L’avocat de Stormy Daniels à la présidentielle?

WASHINGTON — Depuis plusieurs mois, l’avocat de l’actrice porno Stormy Daniels, Michael Avenatti, est une épine dans le pied de Donald Trump. Mais ces derniers jours, il a franchi un pas de plus en laissant entendre qu’il pourrait bien se présenter à l’élection présidentielle de 2020.

«Je vais poursuivre Donald Trump en justice», a-t-il dit dimanche à la chaîne ABC. «La seule question, c’est combien de jurés nous aurons à ce procès». M. Avenatti représente Stormy Daniels, de son vrai nom Stephanie Clifford, qui est engagée dans une bataille judiciaire avec le président.

L’actrice de films X affirme avoir eu une liaison avec le milliardaire républicain et elle tente d’obtenir l’annulation d’un accord de confidentialité signé en 2016, dans lequel elle acceptait, en échange de 130 000 $, de garder le silence sur cette relation.

Son très médiatique avocat s’est rendu jeudi à l’Iowa State Fair, une grande foire agricole de plusieurs jours à Des Moines, étape quasi obligatoire pour les aspirants à la présidence. «J’explore une candidature à la présidence des États-Unis», a dit l’avocat basé en Californie au journal Des Moines Register, un rare aveu aussi tôt dans la course.

Et dans un discours vendredi lors d’un dîner de collecte de fonds pour les démocrates, pendant lequel les aspirants démocrates à la présidence rivalisent pour briller, il s’est positionné comme prêt à en découdre avec M. Trump.

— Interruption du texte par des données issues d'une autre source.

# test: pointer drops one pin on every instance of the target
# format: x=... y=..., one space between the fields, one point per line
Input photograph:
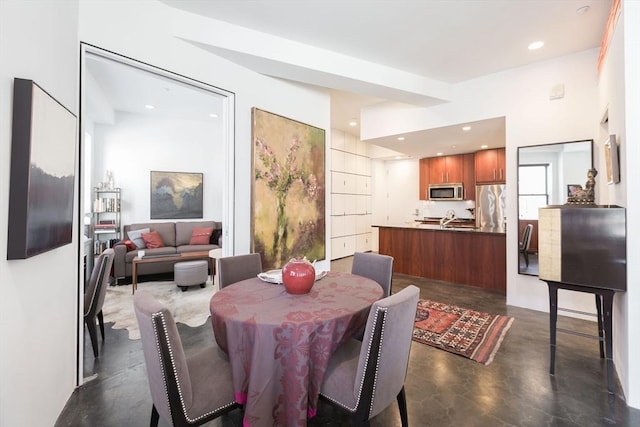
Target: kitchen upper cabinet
x=424 y=179
x=446 y=169
x=490 y=166
x=458 y=168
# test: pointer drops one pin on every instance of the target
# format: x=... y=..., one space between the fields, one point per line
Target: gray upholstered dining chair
x=186 y=391
x=375 y=267
x=235 y=268
x=363 y=378
x=94 y=297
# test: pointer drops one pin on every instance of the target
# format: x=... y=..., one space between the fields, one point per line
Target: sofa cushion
x=136 y=237
x=201 y=236
x=153 y=240
x=185 y=228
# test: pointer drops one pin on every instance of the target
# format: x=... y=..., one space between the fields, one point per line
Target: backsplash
x=438 y=209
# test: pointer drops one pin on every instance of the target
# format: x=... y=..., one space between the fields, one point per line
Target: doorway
x=136 y=118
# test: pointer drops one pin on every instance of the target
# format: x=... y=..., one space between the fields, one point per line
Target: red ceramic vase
x=298 y=276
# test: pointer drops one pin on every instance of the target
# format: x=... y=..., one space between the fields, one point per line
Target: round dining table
x=279 y=344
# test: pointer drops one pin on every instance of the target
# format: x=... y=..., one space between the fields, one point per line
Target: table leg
x=553 y=318
x=134 y=277
x=607 y=308
x=212 y=266
x=600 y=325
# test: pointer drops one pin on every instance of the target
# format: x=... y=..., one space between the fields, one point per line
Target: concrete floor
x=442 y=389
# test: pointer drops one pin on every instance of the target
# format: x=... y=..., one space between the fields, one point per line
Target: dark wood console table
x=583 y=249
x=604 y=307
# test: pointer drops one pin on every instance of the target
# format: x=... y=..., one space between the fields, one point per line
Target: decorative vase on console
x=298 y=276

Trop de candidats démocrates, a jugé M. Avenatti, «ont tendance à amener des coupe-ongles à un combat par armes à feu».

En référence à la célèbre déclaration de l’ex-première dame Michelle Obama («Quand ils visent bas, nous visons haut»), l’avocat a dit préférer une version moins policée : «Quand ils visent bas, moi je dis qu’il faut que nous frappions plus fort».

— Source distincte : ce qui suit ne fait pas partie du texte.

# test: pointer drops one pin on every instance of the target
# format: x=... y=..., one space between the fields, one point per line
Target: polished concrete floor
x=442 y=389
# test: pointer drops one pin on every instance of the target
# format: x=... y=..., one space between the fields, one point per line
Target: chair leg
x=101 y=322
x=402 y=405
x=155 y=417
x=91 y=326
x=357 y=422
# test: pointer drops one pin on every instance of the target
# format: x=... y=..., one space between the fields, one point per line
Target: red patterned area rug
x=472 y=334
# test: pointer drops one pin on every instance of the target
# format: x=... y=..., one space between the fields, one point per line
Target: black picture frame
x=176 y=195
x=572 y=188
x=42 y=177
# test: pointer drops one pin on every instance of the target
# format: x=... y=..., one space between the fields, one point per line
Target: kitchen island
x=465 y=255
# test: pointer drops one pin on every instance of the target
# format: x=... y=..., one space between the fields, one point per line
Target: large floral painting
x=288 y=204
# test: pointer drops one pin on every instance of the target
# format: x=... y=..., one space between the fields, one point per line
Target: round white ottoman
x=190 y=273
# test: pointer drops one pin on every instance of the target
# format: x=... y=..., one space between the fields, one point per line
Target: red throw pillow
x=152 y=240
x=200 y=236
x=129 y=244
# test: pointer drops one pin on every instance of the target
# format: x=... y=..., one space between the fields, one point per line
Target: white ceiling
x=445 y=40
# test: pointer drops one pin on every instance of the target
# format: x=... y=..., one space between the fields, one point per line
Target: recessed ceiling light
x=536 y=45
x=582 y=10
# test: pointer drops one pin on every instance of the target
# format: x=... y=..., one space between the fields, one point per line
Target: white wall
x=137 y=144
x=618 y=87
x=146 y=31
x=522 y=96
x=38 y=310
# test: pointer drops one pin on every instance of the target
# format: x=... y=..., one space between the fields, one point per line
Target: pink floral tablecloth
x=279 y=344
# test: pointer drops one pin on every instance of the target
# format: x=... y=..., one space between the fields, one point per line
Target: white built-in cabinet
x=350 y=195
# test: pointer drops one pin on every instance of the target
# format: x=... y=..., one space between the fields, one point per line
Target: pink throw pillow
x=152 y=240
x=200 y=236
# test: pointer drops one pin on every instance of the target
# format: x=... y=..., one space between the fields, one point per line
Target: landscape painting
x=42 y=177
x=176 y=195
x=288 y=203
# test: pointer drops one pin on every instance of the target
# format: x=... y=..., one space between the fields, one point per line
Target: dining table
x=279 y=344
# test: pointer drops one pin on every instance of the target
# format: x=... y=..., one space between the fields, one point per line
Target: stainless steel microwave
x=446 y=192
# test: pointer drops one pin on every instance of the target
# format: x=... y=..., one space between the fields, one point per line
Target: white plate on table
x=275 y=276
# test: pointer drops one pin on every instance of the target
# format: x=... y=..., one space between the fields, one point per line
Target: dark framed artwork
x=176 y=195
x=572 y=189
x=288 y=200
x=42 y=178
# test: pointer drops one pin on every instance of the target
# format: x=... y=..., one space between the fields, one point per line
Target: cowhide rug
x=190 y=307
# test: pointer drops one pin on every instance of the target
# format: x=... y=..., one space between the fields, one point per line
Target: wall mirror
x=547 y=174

Selon lui, il ne faut pas être dans la retenue face à Donald Trump.

«Le moment que nous vivons est grave. Il est critique. Trump n’a pas la personnalité, le cœur, le savoir ou la sagesse pour être président des États-Unis», a-t-il lancé.

Question de faillite...

Interrogé dimanche sur CNN à propos des ambitions politiques de M. Avenatti, l’avocat de Donald Trump, Rudy Giuliani, a d’abord fait mine de ne pas reconnaître son nom, avant de suggérer qu’il devrait commencer par régler «une histoire de faillite» à laquelle il fait face. La société de M. Avenatti a en effet accumulé des millions de dollars de dettes, selon le Los Angeles Times.

L’intervieweur de CNN a alors fait remarquer à M. Giuliani qu’il y avait des précédents «de personnes ayant fait faillite et ayant été candidates à la présidence», une claire allusion à M. Trump. «Coup bas», a répliqué M. Giuliani avec un sourire ironique. «Coup bas».